One ubiquitous item in the Jewish home of the 2th century was the Jewish National Fund pushka: a tzedakah (charity) box devoted to collecting money that would go toward planting trees in Israel.
Tu BiShvat became a season when schools and synagogues participated in planting whole forests in newly blooming land, giving the season an entirely new ritual dimension. One could be forgiven for thinking, “Tu BiShvat? Oh, that’s the holiday the JNF invented.” After all, given the astounding numbers of trees planted over the past century, they virtually did!
Today, three themes come together for our renewed Tu Bishvat: our connections to the Land of Israel; the mystical-spiritual metaphor of a tree; and our responsibility to protect and preserve the environment. A meaningful 21st-century Tu Bishvat creates a thoughtful meditation on the interplay between these ideas.
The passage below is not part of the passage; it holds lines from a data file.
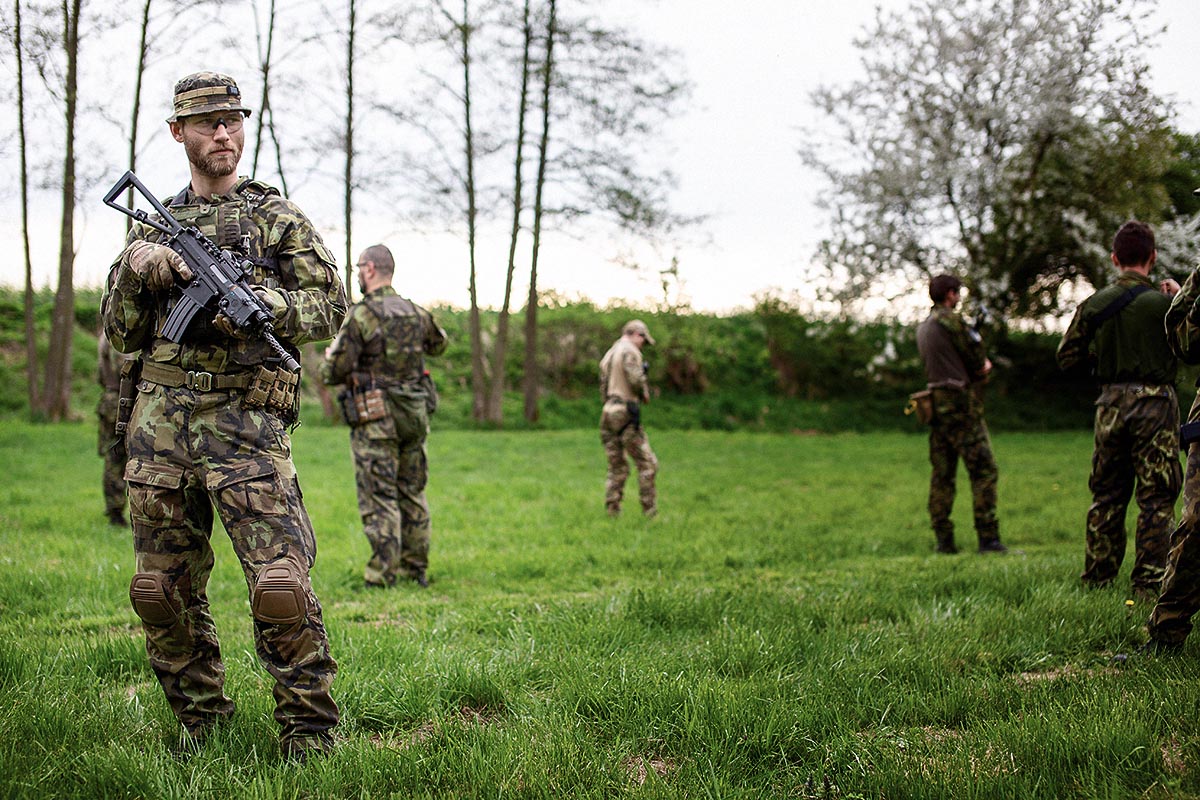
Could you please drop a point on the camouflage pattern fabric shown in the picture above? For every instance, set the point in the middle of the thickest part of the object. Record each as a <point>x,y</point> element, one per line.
<point>1137,440</point>
<point>958,431</point>
<point>1180,596</point>
<point>108,374</point>
<point>384,341</point>
<point>113,477</point>
<point>189,452</point>
<point>622,439</point>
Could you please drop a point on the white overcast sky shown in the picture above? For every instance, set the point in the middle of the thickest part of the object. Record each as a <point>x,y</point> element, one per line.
<point>735,150</point>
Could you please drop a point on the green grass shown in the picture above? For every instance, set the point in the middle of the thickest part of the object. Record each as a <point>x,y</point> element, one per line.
<point>781,630</point>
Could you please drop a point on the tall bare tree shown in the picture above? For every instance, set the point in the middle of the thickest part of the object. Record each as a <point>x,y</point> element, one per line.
<point>532,379</point>
<point>30,334</point>
<point>495,411</point>
<point>265,42</point>
<point>57,392</point>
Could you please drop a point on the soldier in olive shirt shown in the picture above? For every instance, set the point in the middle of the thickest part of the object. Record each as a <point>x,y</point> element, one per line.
<point>1120,331</point>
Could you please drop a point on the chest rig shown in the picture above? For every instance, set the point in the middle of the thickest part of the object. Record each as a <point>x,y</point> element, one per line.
<point>231,224</point>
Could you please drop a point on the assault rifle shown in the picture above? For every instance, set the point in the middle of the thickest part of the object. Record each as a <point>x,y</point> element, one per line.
<point>220,281</point>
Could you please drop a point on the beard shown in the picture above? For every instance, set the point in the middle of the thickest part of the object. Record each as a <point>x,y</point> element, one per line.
<point>213,164</point>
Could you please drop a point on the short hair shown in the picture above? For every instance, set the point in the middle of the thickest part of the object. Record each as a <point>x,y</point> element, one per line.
<point>1134,244</point>
<point>381,257</point>
<point>942,286</point>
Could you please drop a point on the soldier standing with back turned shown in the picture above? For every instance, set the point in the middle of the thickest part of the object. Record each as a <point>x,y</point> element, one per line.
<point>955,365</point>
<point>210,429</point>
<point>624,388</point>
<point>382,348</point>
<point>1180,597</point>
<point>1120,331</point>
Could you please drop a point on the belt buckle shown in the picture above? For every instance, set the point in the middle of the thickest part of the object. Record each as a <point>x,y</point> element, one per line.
<point>199,380</point>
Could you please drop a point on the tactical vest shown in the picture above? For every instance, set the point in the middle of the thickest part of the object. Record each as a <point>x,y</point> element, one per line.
<point>234,227</point>
<point>397,354</point>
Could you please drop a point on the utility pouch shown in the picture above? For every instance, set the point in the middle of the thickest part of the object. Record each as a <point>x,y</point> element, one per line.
<point>131,374</point>
<point>635,414</point>
<point>363,402</point>
<point>922,405</point>
<point>276,390</point>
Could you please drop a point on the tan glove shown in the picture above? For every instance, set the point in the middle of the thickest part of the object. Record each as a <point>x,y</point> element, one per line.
<point>156,265</point>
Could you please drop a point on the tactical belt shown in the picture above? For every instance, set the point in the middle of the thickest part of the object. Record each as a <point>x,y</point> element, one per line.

Our ancestors of just a few generations back may not have recognized this celebration; it is a case-in-point of how Jewish life and observance has been transformed in our day – in no small part thanks to the successes of the State of Israel. Even for those of us who live in our various Diasporas, Tu BiShvat is a time for reasserting the countless ways in which Israel nurtures our own Jewish spirits, and the ways in which we can be part of making literal and spiritual deserts bloom with new life – reminding us how a verdant and blossoming culture in Israel is an essential component of sprouting Jewish souls everywhere.